■連載/ゴン川野の阿佐ヶ谷レンズ研究所
Introduction
NikonとCanonからフルサイズミラーレスが発表された。どちらもレンズ資産を生かすために純正のマウントアダプターがオプションに加わっている。私はNikonユーザーなので、手持ちのオールドニッコールレンズがどの程度、最先端フルサイズミラーレスで使えるのかが気になる。そこで『Z7』にマウントアダプター『FTZ』を借用した。この組み合わせでは使えるレンズには制約があり、特にAI改造していないレンズが使えないのが残念。具体的には1977年以前生産のカニ爪レンズが適応外となる。カンタンな見分け方はカニ爪の左右に穴があるかどうか。穴があれば使えるのだ。1997年までメーカーがAI改造をおこなっていたのでオールドニッコールでもAI化されている場合がある。これから中古レンズを探すならカニ爪の穴に注目である。
ざっとレンズ沼を見渡してみるとAI方式のレンズは20本以上あるので、『Z7』で遊ぶのに不自由はない。とは言えマイクロフォーサーズと違って昔のレンズは重いのでお気軽に何本も持っていけない。今回は直進式ズームの傑作『Nikkor 80-200mm F4.5』のAI 改造モデルを使う。200mm側で1.2mまで寄れるのがいい。何と1970年代のレンズである。EDレンズを使った80-200mmF2.8もあるのだが重いので却下。
もう1本はオールドではなくバリ新しいSIGMA『50mm F1.4 DG HSM』である。ラインArtの最高性能の標準レンズだ。超音波モーター採用、最短撮影距離は40cm、メイドインジャパンの逸品である。それから純正の標準ズームである『NIKKOR Z 24-70mm f/4 S』の3本で作例を撮影した。
Report
Nikon『Z7』はオーソドックスなインターフェイスを採用しているため、Nikonの一眼レフを使ってたユーザーなら迷わず使えるはずだ。特にグリップ周りのインターフェイスや階層化されたメニューは、今までのDシリーズの流れに沿っている。『EOS R』の斬新なインターフェイスもいいのだが、覚えるまでがやっかいである。その点、『Z7』は光学ファインダーがEVFになって軽量化されただけみたいな違和感のない操作性がいい。シャッターのフィーリングと音もいい。そして細部にわたって作りの良さが感じられる。さすが高級機である。『Z6』にもこの品質が生かされているのが素晴らしい。

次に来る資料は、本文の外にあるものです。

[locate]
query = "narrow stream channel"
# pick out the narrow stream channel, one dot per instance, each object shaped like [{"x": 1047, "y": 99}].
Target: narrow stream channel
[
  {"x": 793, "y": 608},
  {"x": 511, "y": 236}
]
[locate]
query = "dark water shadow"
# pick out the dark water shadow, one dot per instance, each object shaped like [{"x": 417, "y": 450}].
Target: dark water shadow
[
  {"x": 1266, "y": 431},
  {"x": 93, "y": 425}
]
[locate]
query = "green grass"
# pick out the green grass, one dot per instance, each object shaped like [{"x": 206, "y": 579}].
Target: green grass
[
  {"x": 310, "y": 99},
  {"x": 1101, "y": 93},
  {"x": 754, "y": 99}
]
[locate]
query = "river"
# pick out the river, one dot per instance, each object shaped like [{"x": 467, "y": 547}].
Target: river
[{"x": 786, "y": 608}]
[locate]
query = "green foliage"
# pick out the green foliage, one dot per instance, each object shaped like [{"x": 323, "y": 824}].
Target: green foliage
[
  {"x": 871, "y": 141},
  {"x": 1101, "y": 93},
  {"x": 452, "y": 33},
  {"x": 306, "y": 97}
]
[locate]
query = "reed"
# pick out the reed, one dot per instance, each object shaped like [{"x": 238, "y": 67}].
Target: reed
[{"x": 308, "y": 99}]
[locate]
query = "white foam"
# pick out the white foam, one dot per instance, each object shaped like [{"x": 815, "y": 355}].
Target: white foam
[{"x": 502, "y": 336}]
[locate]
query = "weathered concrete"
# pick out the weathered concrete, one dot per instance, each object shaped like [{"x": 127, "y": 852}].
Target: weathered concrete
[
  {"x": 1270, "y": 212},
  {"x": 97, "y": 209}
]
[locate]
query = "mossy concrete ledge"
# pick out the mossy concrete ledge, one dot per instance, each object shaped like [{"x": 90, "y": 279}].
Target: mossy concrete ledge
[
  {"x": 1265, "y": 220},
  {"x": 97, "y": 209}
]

AI化されたニッコールレンズならMF、絞り込み測光で使える。EVFは拡大表示できるのでピントはシビアに追い込めるのだ。
もちろん最新レンズであればAFが使え、CPUレンズであればレンズ内とカメラ内VRの両方が働き三軸の手ブレ補正が使える。
サブ液晶画面は黒背景の白ヌキ表示になり、ちょっと渋くて今風になっている。
ロック付きのモードダイヤルはユーザー設定モードが3つあり、非常に使いやすい。
大型の視度調整ダイヤルは回しやすく微調整が容易におこなえる。そしてロック付きだ。
液晶モニターは速写性に優れるチルト式を採用。私はバリアングルよりもこっちが好きだ。
メモリはXQDカードのシングルスロット。高価で高性能、PCに読み込ませる専用リーダーも必要。